A. irait jusqu'à soutenir que les événements d'un vie peuvent aussi rimer entre eux. Un jeune homme loue une chambre à Paris et puis découvre que son père s'est caché dans la même chambre pendant la guerre. Si l'on considère séparément ces deux faits, il n'y a pas grand chose à en dire. Mais la rime qu'ils produisent quand on les voit ensemble modifie la réalité de chacun d'eux. De même que deux objets matériels, si on les rapproche l'un de l'autre, dégagent des forces électromagnétiques qui affectent non seulement la structure moléculaire de chacun mais aussi l'espace entre eux, modifiant, pourrait-on dire, jusqu'à l'environnement, ainsi la rime advenue entre deux (ou plusieurs) événements établit un contact dans l'univers, une synapse de plus à acheminer dans le grand plein de l'expérience.
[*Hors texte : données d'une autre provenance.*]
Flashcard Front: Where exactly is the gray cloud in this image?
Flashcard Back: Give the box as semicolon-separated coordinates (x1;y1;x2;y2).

De telles connexions sont monnaie courante en littérature (pour revenir à cette idée) mais on a tendance à ne pas les voir dans la réalité - car celle-ci est trop vaste et nos vies sont étriquée. Ce n'est qu'en ces rares instants où on a a la chance d'apercevoir une rime dans l'univers que l'esprit peut s'évader de lui-même, jeter comme une passerelle à travers le temps et l'espace, le regard et la mémoire. Mais il ne s'agit pas seulement de rime. La grammaire de l'existence comporte tous les aspects du langage: comparaison, métaphore, métonymie, synecdoque - de sorte que tout ce que l'on peut rencontrer dans le monde est en réalité multiple et cède à son tour la place à de multiples autres choses, cela dépend de ce dont celles-ci sont proches, ou éloignées, ou de ce qui les contient. »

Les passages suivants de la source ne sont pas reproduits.